Publié le 16 octobre 2025 à 21h23. Une conférence sur la cybersécurité à Dublin a été perturbée jeudi par des manifestants pro-palestiniens, qui protestaient contre les liens de l’entreprise organisatrice avec l’armée israélienne.
- Des manifestants ont interrompu le discours de l’ancien joueur de rugby Brian O’Driscoll.
- La société de cybersécurité Check Point, organisatrice de l’événement, a des bureaux à Tel Aviv et plusieurs de ses dirigeants ont servi dans l’armée israélienne.
- La police a été appelée sur place, mais aucune arrestation n’a été effectuée.

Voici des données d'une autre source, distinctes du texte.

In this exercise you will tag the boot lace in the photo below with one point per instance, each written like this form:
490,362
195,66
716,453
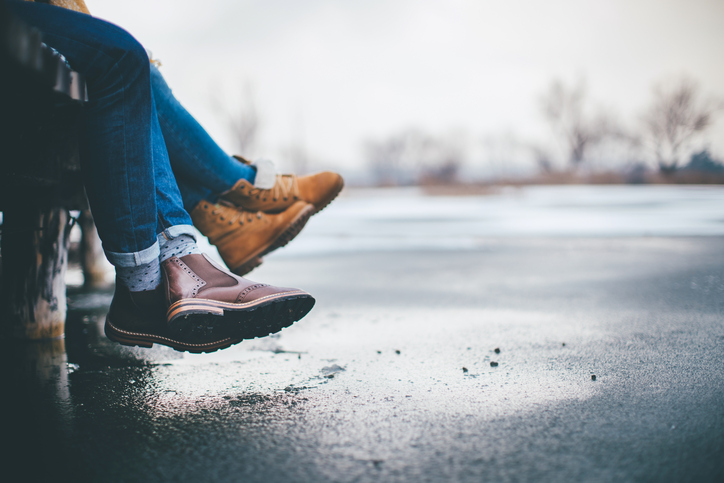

L’incident s’est produit jeudi après-midi à l’hôtel Westbury, dans le centre de Dublin, pendant le Cyber Leader Summit Dublin 2025. Alors que l’ancien capitaine de l’équipe irlandaise de rugby, Brian O’Driscoll, prenait la parole, des manifestants ont fait irruption dans la salle, exprimant leur désapprobation face à l’organisation de l’événement par Check Point.
Selon la description de la conférence par Check Point, Brian O’Driscoll devait « établir des parallèles puissants entre le monde du rugby d’élite et la cyberdéfense – démontrant à quel point le travail d’équipe, la résilience et la stratégie sont tout aussi essentiels sur les lignes numériques que sur le terrain ». Cependant, son discours a été interrompu par les protestations.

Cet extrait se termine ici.